Hier beschreiben wir ein Verfahren zur Abbildung viraler Komplexe in Flüssigkeit in Nanometerauflösung mit einem Transmissionselektronenmikroskop.

Zusammenfassung

Die Forscher verwenden regelmäßig Transmission Electron Microscopes (TEMs), um biologische Einheiten zu untersuchen und neue Materialien zu bewerten. Hier beschreiben wir eine zusätzliche Anwendung für diese Instrumente - die Anzeige viraler Baugruppen in einer flüssigen Umgebung. Diese spannende und neuartige Methode zur Visualisierung biologischer Strukturen nutzt einen kürzlich entwickelten mikrofluidischen Probenhalter. Unser Videoartikel zeigt, wie man einen mikrofluidischen Halter zusammenbaut und verwendet, um flüssige Proben innerhalb eines TEM abzubilden. Insbesondere verwenden wir simian Rotavirus Doppelschichtpartikel (DLPs) als Modellsystem. Wir beschreiben auch Schritte, um die Oberfläche der Flüssigkeitskammer mit Affinitätsbiofilmen zu beschichten, die DLPs an das Sichtfenster ankleben. Dies ermöglicht es uns, Baugruppen so abzubilden, dass sie für die 3D-Strukturbestimmung geeignet sind.

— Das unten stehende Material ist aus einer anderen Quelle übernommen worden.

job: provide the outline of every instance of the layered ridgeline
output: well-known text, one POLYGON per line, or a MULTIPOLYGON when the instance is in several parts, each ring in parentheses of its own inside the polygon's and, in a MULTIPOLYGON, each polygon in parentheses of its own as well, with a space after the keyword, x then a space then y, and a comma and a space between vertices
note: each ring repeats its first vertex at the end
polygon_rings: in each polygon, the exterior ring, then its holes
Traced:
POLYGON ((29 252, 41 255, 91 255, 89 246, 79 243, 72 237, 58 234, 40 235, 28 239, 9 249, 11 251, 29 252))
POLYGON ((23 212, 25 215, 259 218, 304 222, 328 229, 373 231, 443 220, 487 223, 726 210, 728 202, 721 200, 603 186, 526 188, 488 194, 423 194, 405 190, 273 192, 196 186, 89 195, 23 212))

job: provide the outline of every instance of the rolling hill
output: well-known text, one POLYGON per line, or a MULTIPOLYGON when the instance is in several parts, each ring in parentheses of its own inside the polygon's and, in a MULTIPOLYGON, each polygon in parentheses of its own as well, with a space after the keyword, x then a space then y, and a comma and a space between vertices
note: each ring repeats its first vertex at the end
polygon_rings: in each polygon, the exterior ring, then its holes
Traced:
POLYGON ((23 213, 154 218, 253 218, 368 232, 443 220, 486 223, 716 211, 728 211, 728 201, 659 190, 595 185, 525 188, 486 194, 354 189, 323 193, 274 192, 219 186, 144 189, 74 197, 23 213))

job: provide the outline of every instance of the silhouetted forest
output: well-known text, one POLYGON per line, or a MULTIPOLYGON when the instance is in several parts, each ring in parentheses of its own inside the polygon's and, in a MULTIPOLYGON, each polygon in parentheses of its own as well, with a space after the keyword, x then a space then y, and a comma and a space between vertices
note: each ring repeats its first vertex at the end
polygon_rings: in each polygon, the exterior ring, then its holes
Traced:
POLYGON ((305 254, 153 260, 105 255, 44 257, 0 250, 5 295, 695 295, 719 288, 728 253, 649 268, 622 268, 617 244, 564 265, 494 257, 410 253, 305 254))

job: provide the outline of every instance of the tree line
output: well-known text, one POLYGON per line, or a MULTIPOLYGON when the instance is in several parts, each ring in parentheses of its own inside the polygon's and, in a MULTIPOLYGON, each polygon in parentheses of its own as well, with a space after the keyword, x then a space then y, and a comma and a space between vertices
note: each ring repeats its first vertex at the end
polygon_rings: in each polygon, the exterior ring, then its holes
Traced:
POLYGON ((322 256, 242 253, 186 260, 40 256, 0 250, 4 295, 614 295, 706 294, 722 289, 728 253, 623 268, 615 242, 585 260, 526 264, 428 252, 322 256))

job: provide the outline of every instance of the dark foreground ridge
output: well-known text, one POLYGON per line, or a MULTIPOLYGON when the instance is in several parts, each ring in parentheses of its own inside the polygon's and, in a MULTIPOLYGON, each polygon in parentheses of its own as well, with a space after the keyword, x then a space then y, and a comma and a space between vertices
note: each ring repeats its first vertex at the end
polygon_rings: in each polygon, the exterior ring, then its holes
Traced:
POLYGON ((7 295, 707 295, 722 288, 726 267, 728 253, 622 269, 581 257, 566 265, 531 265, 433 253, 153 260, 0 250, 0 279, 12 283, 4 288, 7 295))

So präsentieren wir einen ersten Einblick in subvirale Partikel in einer nativen flüssigen Umgebung.

Einleitung

Ein gemeinsames Ziel von Biologen und Ingenieuren ist es, das Innenleben molekularer Maschinen zu verstehen. Transmission Electron Microscopes (TEMs) sind ideale Instrumente, um diese komplizierten Details mit nahezu atomarer Auflösung1-2zu visualisieren. Um das Hochvakuumsystem eines TEM aufrecht zu erhalten, sind biologische Proben typischerweise in dünne Folien aus Glaseis3, Zucker4, Schwermetallsalze5oder eine Kombination davon6eingebettet. Daher können Bilder eingebetteter Proben nur begrenzte Momentaufnahmen dynamischer Prozesse zeigen.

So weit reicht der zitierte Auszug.